Abstract 499: Ca2+-dependent Tyrosine Kinase PYK2 Promotes Atherogenesis by Inducing Monocyte/Macrophage-Derived IL-1β and MCP-1 Unmasked by Analysis of PYK2/ApoE Double Deficient Mice
Background: Calcium-dependent tyrosine kinase PYK2 plays crucial roles in cell migration or survival. Analysis of PYK2-deficient macrophages has been reported that their directional migration was impaired due to dysfunction of PI3K, small GTPase Rho, and Ca (2+)-mobilization into cytoplasm. Since monocyte/macrophage plays crucial role in atherogenesis, we newly generated the PYK2-knock-out mice and investigated the role of PYK2 in atherogenesis.

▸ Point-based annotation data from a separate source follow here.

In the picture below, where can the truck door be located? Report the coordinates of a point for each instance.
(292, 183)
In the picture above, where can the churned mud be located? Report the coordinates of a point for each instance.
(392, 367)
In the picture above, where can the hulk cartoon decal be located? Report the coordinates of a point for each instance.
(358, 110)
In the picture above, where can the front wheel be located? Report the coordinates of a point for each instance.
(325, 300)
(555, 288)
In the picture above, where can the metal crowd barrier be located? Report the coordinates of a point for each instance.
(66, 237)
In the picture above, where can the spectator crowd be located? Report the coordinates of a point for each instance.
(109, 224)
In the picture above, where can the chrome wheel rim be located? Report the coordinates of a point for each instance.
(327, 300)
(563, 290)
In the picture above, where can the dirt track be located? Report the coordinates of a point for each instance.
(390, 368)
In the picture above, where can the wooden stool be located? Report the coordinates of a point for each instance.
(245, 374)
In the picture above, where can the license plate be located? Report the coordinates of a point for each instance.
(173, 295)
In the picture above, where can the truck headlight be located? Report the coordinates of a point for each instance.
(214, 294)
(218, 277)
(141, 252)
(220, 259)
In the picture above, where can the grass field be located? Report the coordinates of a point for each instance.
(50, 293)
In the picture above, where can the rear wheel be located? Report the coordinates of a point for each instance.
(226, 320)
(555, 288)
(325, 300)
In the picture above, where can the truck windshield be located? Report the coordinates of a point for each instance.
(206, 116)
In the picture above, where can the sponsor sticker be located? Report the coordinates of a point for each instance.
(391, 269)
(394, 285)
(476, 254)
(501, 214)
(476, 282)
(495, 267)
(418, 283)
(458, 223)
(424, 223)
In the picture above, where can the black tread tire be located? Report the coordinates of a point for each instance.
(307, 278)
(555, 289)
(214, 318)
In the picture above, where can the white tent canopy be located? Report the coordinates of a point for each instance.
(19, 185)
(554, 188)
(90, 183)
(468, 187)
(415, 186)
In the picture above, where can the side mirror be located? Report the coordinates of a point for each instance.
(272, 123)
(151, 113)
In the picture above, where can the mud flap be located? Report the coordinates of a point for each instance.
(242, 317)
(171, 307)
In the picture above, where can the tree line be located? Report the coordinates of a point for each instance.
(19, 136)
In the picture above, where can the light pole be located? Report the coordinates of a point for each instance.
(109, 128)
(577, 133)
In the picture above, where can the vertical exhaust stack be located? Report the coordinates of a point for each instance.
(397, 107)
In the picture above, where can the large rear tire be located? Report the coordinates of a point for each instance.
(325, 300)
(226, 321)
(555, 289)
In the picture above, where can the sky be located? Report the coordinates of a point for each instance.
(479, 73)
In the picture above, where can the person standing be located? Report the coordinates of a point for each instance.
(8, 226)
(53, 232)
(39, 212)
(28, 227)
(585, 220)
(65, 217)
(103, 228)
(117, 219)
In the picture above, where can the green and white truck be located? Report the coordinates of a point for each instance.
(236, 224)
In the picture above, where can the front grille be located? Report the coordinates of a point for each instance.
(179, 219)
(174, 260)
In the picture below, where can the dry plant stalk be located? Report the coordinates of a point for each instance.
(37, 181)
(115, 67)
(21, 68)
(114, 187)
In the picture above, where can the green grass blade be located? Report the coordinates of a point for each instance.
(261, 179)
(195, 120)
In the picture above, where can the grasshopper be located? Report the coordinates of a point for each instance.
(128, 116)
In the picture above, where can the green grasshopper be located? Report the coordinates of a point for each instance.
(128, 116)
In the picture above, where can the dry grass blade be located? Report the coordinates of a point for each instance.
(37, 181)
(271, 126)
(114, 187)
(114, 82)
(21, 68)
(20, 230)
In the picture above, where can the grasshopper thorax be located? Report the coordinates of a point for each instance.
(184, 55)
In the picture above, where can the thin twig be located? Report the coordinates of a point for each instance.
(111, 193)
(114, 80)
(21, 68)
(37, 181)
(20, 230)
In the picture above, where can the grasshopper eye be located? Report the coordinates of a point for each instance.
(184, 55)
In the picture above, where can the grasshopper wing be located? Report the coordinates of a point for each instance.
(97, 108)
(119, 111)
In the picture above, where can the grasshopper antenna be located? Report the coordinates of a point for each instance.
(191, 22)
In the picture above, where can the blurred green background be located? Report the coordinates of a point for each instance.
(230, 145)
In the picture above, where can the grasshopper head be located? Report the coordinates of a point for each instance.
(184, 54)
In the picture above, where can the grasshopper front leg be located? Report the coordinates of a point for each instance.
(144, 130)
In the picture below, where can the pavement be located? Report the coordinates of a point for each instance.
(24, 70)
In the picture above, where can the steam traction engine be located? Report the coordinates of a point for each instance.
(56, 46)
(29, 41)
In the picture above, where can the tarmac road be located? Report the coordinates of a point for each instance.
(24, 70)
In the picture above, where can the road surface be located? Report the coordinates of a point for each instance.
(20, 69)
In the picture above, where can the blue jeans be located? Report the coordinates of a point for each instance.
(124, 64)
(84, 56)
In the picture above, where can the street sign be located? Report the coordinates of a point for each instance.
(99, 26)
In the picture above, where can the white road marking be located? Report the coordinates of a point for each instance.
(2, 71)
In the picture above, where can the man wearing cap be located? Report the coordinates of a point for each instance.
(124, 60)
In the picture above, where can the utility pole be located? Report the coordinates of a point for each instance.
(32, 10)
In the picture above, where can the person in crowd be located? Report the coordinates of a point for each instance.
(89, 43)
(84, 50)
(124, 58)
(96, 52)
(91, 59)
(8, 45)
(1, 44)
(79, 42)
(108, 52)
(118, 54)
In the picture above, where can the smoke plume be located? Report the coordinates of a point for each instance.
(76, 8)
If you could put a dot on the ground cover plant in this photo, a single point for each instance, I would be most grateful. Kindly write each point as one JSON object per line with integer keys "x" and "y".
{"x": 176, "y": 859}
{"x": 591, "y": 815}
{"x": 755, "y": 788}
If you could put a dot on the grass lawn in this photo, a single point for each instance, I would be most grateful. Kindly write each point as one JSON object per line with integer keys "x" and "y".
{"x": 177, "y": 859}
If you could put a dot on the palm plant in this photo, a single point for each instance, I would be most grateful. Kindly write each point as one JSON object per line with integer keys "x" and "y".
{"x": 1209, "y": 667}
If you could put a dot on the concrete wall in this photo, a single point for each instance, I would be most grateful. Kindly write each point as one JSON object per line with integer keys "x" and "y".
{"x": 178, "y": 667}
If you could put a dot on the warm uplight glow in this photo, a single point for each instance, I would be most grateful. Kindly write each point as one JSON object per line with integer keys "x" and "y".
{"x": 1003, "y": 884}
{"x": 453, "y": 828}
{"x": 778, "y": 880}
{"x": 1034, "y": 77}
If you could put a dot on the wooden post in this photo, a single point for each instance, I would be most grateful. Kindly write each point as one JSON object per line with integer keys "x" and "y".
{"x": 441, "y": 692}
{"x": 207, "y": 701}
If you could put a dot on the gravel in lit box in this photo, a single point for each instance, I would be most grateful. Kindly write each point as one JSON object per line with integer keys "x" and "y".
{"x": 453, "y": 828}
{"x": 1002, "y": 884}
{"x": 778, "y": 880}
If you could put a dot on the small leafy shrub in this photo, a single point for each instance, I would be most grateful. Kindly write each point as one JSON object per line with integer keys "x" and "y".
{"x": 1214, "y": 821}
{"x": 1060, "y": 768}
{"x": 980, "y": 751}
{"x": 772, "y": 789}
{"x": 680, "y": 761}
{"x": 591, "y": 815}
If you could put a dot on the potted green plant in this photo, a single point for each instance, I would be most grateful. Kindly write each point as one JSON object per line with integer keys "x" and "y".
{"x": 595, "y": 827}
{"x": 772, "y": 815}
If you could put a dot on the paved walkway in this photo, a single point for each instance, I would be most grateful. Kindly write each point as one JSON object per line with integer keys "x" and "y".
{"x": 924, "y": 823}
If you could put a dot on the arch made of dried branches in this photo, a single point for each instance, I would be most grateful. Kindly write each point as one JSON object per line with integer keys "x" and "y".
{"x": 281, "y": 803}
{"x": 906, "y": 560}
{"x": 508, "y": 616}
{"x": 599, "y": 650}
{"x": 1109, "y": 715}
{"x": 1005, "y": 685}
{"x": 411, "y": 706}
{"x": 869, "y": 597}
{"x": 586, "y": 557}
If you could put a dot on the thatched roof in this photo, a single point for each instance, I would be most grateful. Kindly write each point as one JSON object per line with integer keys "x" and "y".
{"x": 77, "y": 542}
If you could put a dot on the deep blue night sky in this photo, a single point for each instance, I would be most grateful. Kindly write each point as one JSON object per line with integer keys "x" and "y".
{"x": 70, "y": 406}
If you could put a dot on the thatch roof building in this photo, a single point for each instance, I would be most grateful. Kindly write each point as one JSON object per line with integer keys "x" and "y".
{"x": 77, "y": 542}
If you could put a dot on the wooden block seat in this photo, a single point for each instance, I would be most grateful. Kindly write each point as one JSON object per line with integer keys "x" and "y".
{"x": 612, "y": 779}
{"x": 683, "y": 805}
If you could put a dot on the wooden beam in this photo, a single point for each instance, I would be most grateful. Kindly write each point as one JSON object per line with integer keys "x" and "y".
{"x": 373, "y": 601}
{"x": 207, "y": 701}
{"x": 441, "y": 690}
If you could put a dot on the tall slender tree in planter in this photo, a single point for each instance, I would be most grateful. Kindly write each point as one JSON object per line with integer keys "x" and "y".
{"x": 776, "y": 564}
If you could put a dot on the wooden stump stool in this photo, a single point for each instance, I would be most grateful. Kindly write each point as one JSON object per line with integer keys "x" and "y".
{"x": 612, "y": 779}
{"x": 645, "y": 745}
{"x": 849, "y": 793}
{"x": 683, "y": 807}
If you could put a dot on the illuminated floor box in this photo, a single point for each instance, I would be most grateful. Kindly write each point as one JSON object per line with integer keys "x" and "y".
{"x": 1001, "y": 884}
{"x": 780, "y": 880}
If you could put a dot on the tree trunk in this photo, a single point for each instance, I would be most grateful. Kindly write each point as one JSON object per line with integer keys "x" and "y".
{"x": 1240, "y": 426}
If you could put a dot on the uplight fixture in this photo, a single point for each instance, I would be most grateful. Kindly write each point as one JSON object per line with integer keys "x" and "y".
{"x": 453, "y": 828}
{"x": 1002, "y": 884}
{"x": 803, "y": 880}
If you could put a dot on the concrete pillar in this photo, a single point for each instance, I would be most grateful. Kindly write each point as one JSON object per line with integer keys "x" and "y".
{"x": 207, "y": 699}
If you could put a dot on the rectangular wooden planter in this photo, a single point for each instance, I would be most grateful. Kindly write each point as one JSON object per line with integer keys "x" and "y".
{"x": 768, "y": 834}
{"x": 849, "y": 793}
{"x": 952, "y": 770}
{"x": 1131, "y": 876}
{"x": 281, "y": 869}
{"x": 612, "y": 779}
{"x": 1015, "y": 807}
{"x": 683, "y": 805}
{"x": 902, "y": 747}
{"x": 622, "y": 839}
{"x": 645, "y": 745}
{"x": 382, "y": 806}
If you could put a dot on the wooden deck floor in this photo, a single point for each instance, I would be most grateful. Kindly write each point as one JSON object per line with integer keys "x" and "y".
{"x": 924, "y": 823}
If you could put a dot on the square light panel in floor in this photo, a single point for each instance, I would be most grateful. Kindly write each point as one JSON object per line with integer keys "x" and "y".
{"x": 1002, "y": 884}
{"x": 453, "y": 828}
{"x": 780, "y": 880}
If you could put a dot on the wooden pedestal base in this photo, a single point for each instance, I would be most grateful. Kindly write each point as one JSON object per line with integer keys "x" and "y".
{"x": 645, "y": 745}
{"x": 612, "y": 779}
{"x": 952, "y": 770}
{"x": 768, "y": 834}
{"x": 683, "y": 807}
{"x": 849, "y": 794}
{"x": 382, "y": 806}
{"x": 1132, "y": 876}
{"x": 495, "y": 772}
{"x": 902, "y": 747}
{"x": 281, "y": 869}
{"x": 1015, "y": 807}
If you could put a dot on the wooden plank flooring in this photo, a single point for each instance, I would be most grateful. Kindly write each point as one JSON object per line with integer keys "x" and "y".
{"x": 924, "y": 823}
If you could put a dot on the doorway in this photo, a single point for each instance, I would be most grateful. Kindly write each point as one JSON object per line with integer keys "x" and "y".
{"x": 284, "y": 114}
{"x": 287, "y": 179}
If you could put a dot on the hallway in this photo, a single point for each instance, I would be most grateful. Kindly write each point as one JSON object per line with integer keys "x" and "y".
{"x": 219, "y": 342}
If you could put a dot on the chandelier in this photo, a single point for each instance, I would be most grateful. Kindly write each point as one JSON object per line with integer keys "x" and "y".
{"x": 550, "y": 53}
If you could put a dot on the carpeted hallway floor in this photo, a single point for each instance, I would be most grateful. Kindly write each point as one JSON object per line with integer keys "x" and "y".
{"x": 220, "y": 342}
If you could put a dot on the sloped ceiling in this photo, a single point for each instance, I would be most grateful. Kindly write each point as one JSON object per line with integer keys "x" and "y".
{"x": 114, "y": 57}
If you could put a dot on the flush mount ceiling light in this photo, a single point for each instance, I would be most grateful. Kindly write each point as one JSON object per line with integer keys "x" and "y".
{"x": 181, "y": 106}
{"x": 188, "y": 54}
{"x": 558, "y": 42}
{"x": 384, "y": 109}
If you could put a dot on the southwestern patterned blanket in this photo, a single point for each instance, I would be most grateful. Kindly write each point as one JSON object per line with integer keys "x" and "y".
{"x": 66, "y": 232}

Methods: PYK2-/- mice (PYK2-KO) were crossbred with ApoE-/- mice (ApoE-KO), and PYK2-/-/apoE-/-double knockout (D-KO) mice were established. Four-week-old mice were fed with high-fat diet for 8 weeks, and the thoracic aorta and aortic sinus were histologically analyzed. Atherosclerotic area was evaluated with Oil-Red-O staining. Macrophage was identified with immunostaining using anti-MOMA2 antibodies. Real-time PCR for ICAM-1, VCAM-1, MCP-1 and IL-1β was performed.
Results: After 8 weeks, the ratio of atherosclerotic area to the aortic sinus area in D-KO was less than ApoE-KO (~54%, P<0.01, n=15, respectively). Numbers of infiltrating macrophage in D-KO mice was also reduced (~52%, P<0.01, n=15). After 2 weeks, the expression of ICAM-1 and VCAM1 and MCP-1 and IL-1β in the thoracic aorta in D-KO mice was inhibited (~43 to 58%, n=5, P<0.01, respectively) by real-time PCR analysis. They expressed in the CD31+ endothelial cells (EC) by immunohistochemistry, and inflammatory cells were barely detected in the region. The relative number of the MCP-1- and IL-1β-positive peripheral blood-mononuclear cells (PB-MNCs) in total PB-MNCs of D-KO was 58% lower than ApoE-KO (P<0.05, n=5 each) by the FACS analysis. In the primary-cultured PYK2-deficient PB-MNCs, oxidized LDL (oxLDL)-induced NFκB activation was markedly decreased and expressions of IL-1β and MCP-1 were decreased to 31 and 32%, respectively, compared to the wild-type cells, each n=5, P<0.01). Furthermore, ox-LDL-induced superoxide production was attenuated to 54% of the wild-type, (p<0.05) using L-012 chemiluminescence. Stimulation of PYK2-KO-endothelial cells with oxLDL showed similar abnormality.
Conclusion: PYK2 promotes atherogenesis by inducing monocyte/ macrophage-Derived IL-1β and MCP-1.